Presented By: Partner Insights
Surprising Investments: How Global Investment Dollars Are Pouring Into Unexpected Places
By Partner Insights January 8, 2019 3:31 pm
reprintsCommercial Observer is serving as U.S. media partner to MIPIM, the leading global commercial real estate conference held March 12-15, 2019 in Cannes, France. At the show, Commercial Observer co-organizes the U.S.-focused panel at MIPIM, “Developing and Investing in the United States: Where, What & How?” composed of top commercial real estate professionals. Panelists will discuss which assets and markets in the U.S. are on the rise and why; provide tips for investors looking to expand their portfolio stateside; and give insights on choosing the best development and financing partners. Click here to learn more.
In uncertain times, nontraditional assets are among those seeing the greatest potential for profit and growth.
In the 2019 Emerging Trends in Real Estate report released by PricewaterhouseCoopers (PWC) and the Urban Land Institute (ULI), the companies anticipate “declining investment prospects in five of six major property types (with single-family housing being the only exception), coupled with weakening development prospects in four of six categories (with only industrials and hotels improving).”
The good news emerges from nontraditional corners of the market.
The companies note that industrial development looks to be a key growth sector due to “the need for facilities to accommodate a denser distribution network” stemming from the expansion of e-commerce. The report also anticipated a strength in the garden apartment segment, which bested the overall multifamily sector by almost 50 percent with a close to double-digit return of 9.33 percent.
The potential for nontraditional assets was also noted in Deloitte’s 2019 Commercial Real Estate Outlook report, which writes that “nontraditional assets such as mixed-use properties and new business models such as properties with flexible leases and spaces are expected to attract an increased allotment of investment dollars.”
From a global perspective, New York is still the big apple of many investors’ and developers’ eyes, but other cities are building comparable clout. According to the Association of Foreign Investors in Real Estate (AFIRE), London overtook New York, which had been #1 for the past seven years, as the most promising city for foreign investment. For U.S. cities, New York is now tied with Los Angeles, with Seattle, Washington, D.C. and San Francisco following.

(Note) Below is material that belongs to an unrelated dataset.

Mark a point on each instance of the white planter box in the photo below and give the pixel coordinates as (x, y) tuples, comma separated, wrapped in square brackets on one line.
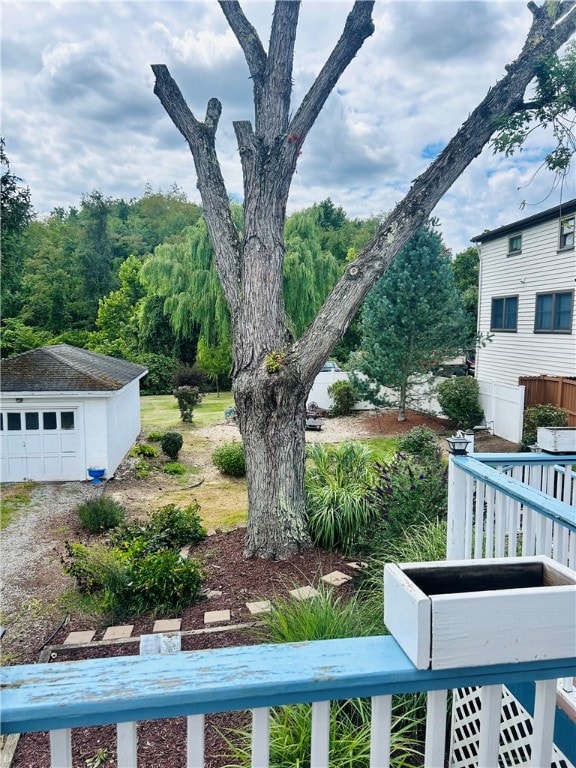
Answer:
[(469, 613), (557, 439)]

AFIRE CEO Jim Fetgatter told Globe Street that L.A.’s rise is attributable in part to “the overall love affair investors are having with all things industrial and distribution right now,” noting that “the Port of Los Angeles is a very important destination for Asian imports and exports.”
Certain cities have seen global investors play a particularly significant role. At a time when international investment is holding strong—cross-border acquisitions make up 11 percent of all U.S. property investment dollars, or $51.6 billion in purchases, according to the PCA/ULI report—international investors are involved in 46 percent of Washington D.C.’s transaction volume, followed by 32 percent of Manhattan’s, and San Francisco and Houston coming up next at 23 percent each.
Sources of foreign capital shift with the tides along with the rest of the real estate industry. One major source of late, the EB-5 Immigrant Investor program, looks to be less available moving forward, as the program has been rife with fraud and uncertainty.
From a fully domestic perspective, investors are seeking “markets with potential for more growth over the traditional gateway markets.” Dallas Fort Worth came first in the PCA/ULI report, followed by Brooklyn, Raleigh/Durham, N.C., Orlando, Fla., and Nashville, Tenn.